El “fanatismo marxista” como enfermedad psiquiátrica
En ocasiones, la ciencia psiquiátrica patologiza conductas consideradas por una sociedad como irregulares convirtiéndolas en una enfermedad que pretende ser objetiva y reflejo de la verdad profunda del ser humano. En nuestro país tenemos ejemplos aberrantes en el desarrollo de la psiquiatría franquista, que analizan tanto S. Cayuela en su Por la grandeza de la patria como por E. González en Los psiquiatras de Franco.

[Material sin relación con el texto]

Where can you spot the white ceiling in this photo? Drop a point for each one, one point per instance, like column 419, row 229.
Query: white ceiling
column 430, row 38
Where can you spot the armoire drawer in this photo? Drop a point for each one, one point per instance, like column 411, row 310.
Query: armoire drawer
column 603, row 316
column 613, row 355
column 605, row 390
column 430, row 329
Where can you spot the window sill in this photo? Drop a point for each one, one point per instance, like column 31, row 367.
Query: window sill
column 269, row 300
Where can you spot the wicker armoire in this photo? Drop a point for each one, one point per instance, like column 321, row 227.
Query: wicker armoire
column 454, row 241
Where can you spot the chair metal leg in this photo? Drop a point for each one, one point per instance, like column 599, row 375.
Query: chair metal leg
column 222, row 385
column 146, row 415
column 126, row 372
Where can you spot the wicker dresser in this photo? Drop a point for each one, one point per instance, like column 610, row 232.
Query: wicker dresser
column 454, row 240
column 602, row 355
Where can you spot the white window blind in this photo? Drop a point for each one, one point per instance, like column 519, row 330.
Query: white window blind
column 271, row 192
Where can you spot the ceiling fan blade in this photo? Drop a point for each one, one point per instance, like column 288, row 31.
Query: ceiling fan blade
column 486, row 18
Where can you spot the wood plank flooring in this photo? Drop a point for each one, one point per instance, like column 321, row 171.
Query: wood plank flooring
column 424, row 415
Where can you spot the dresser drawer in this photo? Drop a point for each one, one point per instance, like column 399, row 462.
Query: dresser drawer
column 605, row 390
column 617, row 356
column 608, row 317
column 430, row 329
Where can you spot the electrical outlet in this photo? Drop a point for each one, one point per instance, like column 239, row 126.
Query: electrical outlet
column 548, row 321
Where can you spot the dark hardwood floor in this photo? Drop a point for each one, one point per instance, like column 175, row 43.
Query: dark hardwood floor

Antonio Vallejo Nájera, jefe de los servicios psiquiátricos militares, nos habla, por ejemplo, de la “morbosidad criminógena marxista” y del “fanatismo marxista” que trata de analizar, a través de los estudios de presos del franquismo –combatientes internacionales, presos políticos marxistas y, cómo no, nacionalistas vascos y marxistas catalanes- el llamado “psiquismo del fanatismo marxista”. Sus conclusiones fueron que ese nuevo individuo enfermo llamado fanático marxista padecía insuficiencias debido a la figura corporal, el temperamento esquizotímido o paranoide, el bajo nivel de inteligencia y el bajísimo y patológico nivel de patriotismo y religiosidad, siguiendo las máximas sociobiológicas del pensamiento nazi, reduciendo el ser humano a un componente patológico de la sociedad española.
De este modo, vemos que el procedimiento seguido por el fanático marxista funciona de modo parecido al loco viajero: toma como objetivos las irregularidades de una sociedad sin plantearse porqué estas conductas son consideradas irregulares. Las uniones profundas entre la ideología y la ciencia, o, dicho de otro modo, entre la gubernamentalidad y los saberes, en caso de no descubrirse y plantearse, nos llevan a considerar como científicas -objetivas, universales y necesarias- las verdades del poder. Y quizás, en estos tiempos, esta sea una de las funciones sociales de la filosofía: desvelar los acomodos de las verdades a través de las cuales nos reconocemos como normales. Desentrañar, aunque sea con historias, ejemplos o archivos, el modo en que las ciencias y los saberes han ido y continúan obligándonos a vivir y entendernos como sujetos enfermos, locos, desviados, extraños o, incluso, normales, útiles y triunfadores.